Rusty walked down the front hall and out of the house, his temples throbbing. In the west, the sunset was a lurid bloodshow. The air was almost completely still, but bore a smoky stench just the same. At the foot of the steps, Rusty raised a finger and pointed it at the public servant waiting for him to leave his property before he, Rennie, left himself. Rennie scowled at the finger, but Rusty did not drop it.

“Nobody needs to tell me to do my job. And I’m going to make looking for that propane part of it. If I find it in the wrong place, someone else is going to be doing your job, Selectman Rennie. That’s a promise.”

Big Jim flapped a contemptuous hand at him. “Get out of here, son. Go to work.”

11

During the first fifty-five hours of the Dome’s existence, over two dozen children suffered seizures. Some, like those of the Everett girls, were noted. Many more were not, and in the days ahead, the seizure activity would rapidly taper down to nothing. Rusty would compare this to the minor shocks people experienced when they came too close to the Dome. The first time, you got that almost electric frisson that stiffened the hair on the back of your neck; after that, most people felt nothing. It was as if they had been inoculated.

“Are you saying the Dome is like chickenpox?” Linda asked him later. “Catch it once and you’re set for life?”
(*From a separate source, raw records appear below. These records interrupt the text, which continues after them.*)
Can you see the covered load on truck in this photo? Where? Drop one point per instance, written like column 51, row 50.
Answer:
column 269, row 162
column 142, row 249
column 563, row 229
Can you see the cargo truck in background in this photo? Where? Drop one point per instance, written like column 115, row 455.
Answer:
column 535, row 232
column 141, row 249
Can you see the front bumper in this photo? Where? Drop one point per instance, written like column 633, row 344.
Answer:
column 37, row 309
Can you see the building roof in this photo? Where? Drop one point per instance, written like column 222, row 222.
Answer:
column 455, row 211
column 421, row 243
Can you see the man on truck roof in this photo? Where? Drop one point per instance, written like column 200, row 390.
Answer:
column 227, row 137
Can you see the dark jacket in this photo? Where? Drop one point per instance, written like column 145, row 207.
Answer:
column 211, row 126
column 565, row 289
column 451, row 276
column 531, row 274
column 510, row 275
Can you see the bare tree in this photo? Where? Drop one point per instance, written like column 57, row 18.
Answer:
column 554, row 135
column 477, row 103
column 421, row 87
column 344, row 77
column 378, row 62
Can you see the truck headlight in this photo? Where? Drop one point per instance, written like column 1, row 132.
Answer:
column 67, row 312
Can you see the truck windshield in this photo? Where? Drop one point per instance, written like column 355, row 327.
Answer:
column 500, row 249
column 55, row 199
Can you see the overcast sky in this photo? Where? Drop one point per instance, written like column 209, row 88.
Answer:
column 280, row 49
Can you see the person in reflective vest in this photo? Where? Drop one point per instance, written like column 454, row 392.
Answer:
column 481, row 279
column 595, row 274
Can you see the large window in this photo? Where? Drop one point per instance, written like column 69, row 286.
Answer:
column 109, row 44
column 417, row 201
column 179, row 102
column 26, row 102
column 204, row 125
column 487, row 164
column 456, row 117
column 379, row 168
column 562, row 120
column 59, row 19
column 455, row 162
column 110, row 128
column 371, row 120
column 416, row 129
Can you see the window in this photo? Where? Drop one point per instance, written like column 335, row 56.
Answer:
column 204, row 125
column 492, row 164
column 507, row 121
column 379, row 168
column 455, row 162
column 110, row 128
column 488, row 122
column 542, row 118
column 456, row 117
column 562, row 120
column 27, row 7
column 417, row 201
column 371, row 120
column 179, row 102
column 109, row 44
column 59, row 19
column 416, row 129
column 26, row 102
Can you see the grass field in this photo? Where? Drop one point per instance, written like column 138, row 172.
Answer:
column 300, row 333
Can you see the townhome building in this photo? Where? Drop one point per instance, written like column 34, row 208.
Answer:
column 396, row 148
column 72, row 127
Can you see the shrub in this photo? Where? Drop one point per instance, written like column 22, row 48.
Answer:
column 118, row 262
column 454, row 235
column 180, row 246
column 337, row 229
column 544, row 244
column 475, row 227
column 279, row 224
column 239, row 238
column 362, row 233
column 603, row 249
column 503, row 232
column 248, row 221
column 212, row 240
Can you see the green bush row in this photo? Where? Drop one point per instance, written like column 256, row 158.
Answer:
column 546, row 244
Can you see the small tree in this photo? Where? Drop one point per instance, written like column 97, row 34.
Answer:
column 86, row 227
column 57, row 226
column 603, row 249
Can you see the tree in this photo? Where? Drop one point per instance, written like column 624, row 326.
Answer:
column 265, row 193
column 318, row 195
Janelle had two seizures, and so did a little kid named Norman Sawyer, but in both cases the second seizure was milder than the first, and not accompanied by any babble. Most of the kids Rusty saw had only the one, and there seemed to be no after-effects.

Only two adults had seizures during those first fifty-five hours. Both came around sunset on Monday evening, and both had easily traceable causes.

With Phil Bushey, aka The Chef, the cause was too much of his own product. Around the time Rusty and Big Jim parted company, Chef Bushey was sitting outside the storage barn behind WCIK, looking dreamily at the sunset (this close to the missile strikes, the scarlet in the sky was further darkened by soot on the Dome), his hitty-pipe clasped loosely in one hand. He was tweeked at least to the ionosphere; maybe a hundred miles beyond. In the few low-lying clouds which floated on that bloody light, he saw the faces of his mother, his father, his grandfather; he saw Sammy and Little Walter as well.

All the cloud-faces were bleeding.

When his right foot began to twitch and then his left foot picked up the beat, he ignored it. Twitchin was part of tweekin, everyone knew that. But then his hands began to tremble and his pipe fell into the long grass (yellow and sere as a result of the factory work that went on out here). A moment later his head began to jerk from side to side.

This is it, he thought with a calm that was partly relief. I finally overdid it. I’m checking out. Probably for the best.

But he didn’t check out, didn’t even pass out. He slid slowly sideways, twitching and watching as a black marble rose in the red sky. It expanded to a bowling ball, then an overinflated beachball. It went on growing until it had eaten up the red sky.

The end of the world, he thought. Probably for the best.

For a moment he thought he was wrong, because the stars came out. Only they were the wrong color. They were pink. And then, oh God, they began to fall down, leaving long pink trails behind them.